I’m aware of the significance of a movie like Kayak to Klemtu, which centres itself around a First Nations teenager. 14-year-old Ella (Ta’Kaiya Blaney) has goals. She’s setting out on her own, in a way, taking her own nation back by exploring its natural wonders.
But Ella’s determination also means that she’s stubborn. Her goal is to travel the length of the Inside Passage in British Columbia using a kayak. Just like she and her recently passed activist uncle Dave (Evan Adams) planned to do.
Now that Dave has gone, she wants to embark on her journey to spread his ashes along the coast. And that involves lying to her mother Maureen (Sarah Kelley) about it.
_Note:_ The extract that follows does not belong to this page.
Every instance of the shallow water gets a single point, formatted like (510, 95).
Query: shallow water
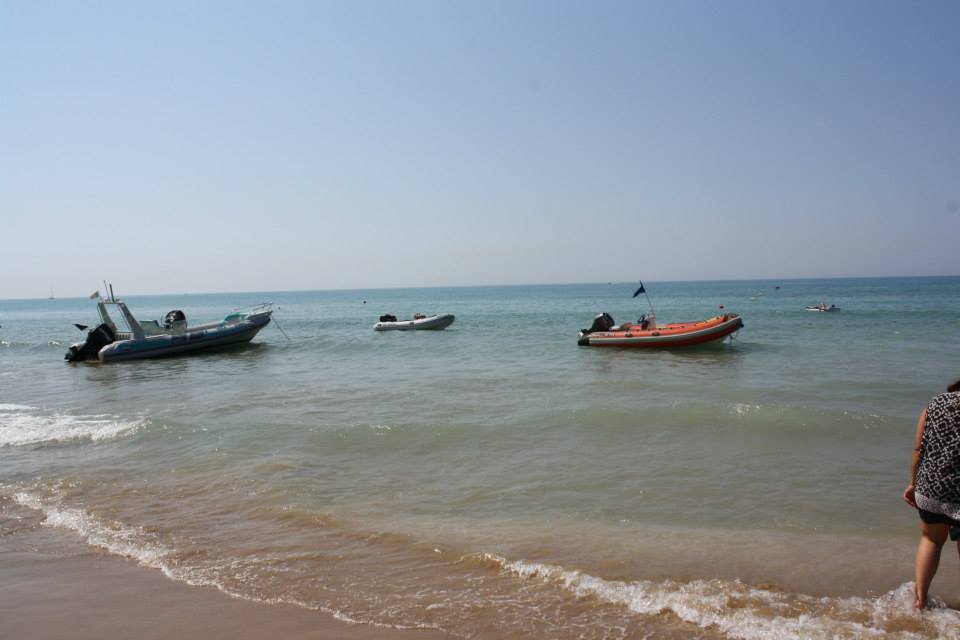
(494, 479)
Or being mad at her aunt Cory (Sonja Bennett), one of her chaperones. And that’s because the latter drops Dave’s ashes along the way.
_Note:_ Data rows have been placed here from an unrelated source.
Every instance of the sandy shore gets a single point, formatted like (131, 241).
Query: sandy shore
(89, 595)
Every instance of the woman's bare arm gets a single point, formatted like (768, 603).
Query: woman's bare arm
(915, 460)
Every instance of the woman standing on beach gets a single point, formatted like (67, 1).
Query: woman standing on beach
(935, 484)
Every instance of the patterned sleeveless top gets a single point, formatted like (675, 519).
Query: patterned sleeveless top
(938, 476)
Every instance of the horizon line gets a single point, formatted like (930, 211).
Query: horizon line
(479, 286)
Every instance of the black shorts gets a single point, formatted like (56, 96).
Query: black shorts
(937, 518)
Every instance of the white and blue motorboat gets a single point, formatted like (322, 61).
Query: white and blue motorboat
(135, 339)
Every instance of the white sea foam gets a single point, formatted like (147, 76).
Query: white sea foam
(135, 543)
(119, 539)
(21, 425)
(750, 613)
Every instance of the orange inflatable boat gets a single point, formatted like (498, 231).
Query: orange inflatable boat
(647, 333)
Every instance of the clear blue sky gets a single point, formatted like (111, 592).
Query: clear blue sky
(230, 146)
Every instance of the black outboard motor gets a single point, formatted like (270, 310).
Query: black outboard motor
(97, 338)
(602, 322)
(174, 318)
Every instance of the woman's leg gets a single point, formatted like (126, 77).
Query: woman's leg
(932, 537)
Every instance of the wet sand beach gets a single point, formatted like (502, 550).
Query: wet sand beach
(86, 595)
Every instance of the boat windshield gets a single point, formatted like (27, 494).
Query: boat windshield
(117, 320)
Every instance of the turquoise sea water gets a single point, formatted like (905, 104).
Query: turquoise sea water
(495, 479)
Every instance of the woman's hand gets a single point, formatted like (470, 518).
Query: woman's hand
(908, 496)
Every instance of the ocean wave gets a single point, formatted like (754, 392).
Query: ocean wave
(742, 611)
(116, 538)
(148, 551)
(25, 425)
In a way, she’s just like every teenager. The film has a Tokyo Story dynamic. Ella is a young person lionizing an older person that has passed. Cory, then, represents an older group that the younger group sees through a bad lens. Cory, however, has a better insight on her generation than Ella does.
As well carved as Ella’s character is, the supporting ones need more dimension. Dave is a sage that returns to Ella through flashbacks. Cory is a white woman who somehow find herself in food related gags.
There are a few more characters who only get to do one or two things despite having enough screen time. Lorne Cardinal plays Ella’s other businessman uncle Don and all he does is be grumpy. With grumpy comes mopey, or cousin Alex (Jared Ager-Foster), whose nervous breakdown serves as one way to delay the trip.
This isn’t the best debut for director Zoe Hopkins but I see potential in her style.